Security findings. iDRAC 10 blocked a deliberately unauthenticated firmware load and confirmed the HBA is SPDM-capable, providing silicon root-of-trust attestation on the PCIe bus. The adapter already meets NSA CNSA 1.0 guidance and is built for the upcoming CNSA 2.0 post-quantum algorithms. Its FC-SP-3 autonomous EDIF self-negotiates session keys to encrypt every frame, without host-side key management or switch dependencies. These capabilities align with Europe’s NIS2/DORA mandates and the U.S. zero-trust roadmap, which both call for stronger device attestation and cryptography by 2030.

Performance results.
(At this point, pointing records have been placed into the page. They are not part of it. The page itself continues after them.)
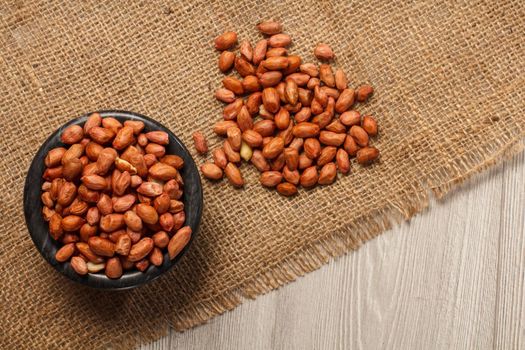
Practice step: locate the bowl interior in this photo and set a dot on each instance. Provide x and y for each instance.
(47, 246)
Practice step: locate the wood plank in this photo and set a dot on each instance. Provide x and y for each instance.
(510, 307)
(451, 278)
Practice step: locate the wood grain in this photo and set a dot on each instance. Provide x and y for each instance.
(453, 277)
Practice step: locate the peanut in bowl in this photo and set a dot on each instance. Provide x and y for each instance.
(119, 221)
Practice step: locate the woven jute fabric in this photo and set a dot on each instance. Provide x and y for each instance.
(449, 99)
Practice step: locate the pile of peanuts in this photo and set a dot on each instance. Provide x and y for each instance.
(307, 129)
(112, 197)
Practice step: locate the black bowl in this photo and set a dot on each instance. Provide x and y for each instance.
(47, 246)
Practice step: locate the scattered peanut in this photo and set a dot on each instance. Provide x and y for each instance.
(307, 129)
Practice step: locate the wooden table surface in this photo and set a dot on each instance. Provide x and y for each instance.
(452, 278)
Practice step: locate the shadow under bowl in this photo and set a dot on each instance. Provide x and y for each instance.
(47, 246)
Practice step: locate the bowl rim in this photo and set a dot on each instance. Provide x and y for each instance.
(47, 246)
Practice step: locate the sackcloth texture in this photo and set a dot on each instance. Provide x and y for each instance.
(449, 100)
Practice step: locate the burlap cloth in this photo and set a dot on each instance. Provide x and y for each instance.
(449, 99)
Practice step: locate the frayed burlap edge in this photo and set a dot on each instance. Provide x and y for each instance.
(314, 256)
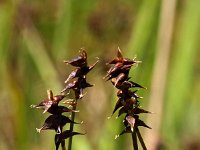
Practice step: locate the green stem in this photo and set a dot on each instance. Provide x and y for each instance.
(72, 127)
(134, 139)
(141, 139)
(63, 145)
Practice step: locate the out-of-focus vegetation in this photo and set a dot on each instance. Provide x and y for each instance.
(36, 36)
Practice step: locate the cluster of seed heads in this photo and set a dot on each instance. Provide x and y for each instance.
(76, 81)
(128, 100)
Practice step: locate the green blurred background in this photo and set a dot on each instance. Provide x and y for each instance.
(36, 36)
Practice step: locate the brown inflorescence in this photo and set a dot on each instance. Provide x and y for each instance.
(128, 100)
(76, 81)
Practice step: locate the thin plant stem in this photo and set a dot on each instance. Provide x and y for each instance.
(72, 127)
(63, 145)
(141, 139)
(134, 139)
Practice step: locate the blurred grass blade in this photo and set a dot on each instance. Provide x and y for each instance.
(43, 62)
(179, 83)
(62, 28)
(159, 76)
(143, 27)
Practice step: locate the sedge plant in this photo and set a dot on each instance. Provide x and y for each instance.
(76, 82)
(128, 100)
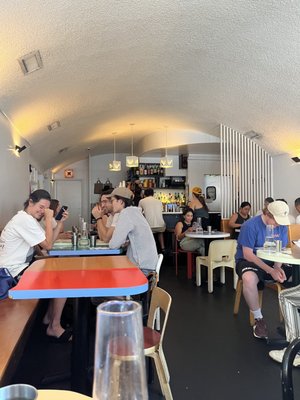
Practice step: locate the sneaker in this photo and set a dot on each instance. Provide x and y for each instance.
(260, 329)
(277, 355)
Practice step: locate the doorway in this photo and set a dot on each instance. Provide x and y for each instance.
(69, 193)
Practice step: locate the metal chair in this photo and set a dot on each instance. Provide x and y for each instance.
(220, 255)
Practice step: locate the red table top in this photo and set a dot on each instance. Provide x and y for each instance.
(80, 277)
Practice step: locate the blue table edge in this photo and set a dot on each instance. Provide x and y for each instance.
(61, 293)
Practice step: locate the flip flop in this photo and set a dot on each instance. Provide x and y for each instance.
(65, 337)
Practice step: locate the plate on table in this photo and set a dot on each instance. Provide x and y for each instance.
(63, 243)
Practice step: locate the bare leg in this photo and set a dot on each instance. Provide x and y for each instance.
(161, 240)
(250, 292)
(54, 313)
(49, 312)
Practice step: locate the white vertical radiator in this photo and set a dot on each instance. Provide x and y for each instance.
(246, 172)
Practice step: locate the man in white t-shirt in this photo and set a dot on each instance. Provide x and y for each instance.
(17, 242)
(152, 210)
(106, 219)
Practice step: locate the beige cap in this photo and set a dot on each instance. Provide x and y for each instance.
(280, 211)
(122, 192)
(197, 190)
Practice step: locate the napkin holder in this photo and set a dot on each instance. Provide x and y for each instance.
(295, 251)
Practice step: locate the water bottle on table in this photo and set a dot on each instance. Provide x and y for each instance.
(199, 225)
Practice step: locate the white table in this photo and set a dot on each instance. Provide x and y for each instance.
(284, 257)
(206, 235)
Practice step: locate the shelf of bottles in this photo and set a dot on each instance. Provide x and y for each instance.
(172, 201)
(149, 169)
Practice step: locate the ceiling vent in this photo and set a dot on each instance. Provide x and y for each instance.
(31, 62)
(54, 125)
(63, 150)
(253, 135)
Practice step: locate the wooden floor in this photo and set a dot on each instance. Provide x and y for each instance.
(211, 354)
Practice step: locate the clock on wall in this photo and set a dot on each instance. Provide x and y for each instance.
(69, 173)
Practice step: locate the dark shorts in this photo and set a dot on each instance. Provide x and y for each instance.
(243, 266)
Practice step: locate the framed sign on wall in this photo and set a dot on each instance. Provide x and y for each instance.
(69, 173)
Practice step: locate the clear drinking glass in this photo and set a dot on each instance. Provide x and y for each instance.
(119, 369)
(270, 243)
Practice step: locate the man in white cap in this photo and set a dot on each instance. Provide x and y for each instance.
(133, 228)
(251, 269)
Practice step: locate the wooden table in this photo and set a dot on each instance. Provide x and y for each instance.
(80, 278)
(285, 257)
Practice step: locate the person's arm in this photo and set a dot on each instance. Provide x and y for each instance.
(277, 273)
(104, 233)
(178, 231)
(121, 231)
(47, 243)
(232, 221)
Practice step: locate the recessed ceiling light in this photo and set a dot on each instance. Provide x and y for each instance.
(296, 159)
(54, 125)
(31, 62)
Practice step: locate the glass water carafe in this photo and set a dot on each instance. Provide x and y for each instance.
(84, 239)
(119, 369)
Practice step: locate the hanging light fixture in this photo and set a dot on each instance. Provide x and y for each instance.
(115, 165)
(132, 161)
(166, 162)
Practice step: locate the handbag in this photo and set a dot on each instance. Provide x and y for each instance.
(6, 283)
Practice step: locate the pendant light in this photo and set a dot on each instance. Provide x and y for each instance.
(115, 165)
(166, 162)
(132, 161)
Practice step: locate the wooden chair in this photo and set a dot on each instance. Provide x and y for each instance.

With encryption enabled, FIO micro-benchmarks still drove the HBA to more than 92% of theoretical 64 GFC bandwidth and surpassed its 10 million-IOPS specification on small-block workloads. In HammerDB Oracle 19c TPROC-C tests, back-to-back encrypted and unencrypted runs produced virtually identical transaction-per-minute and latency numbers, demonstrating that the security overhead is effectively negligible.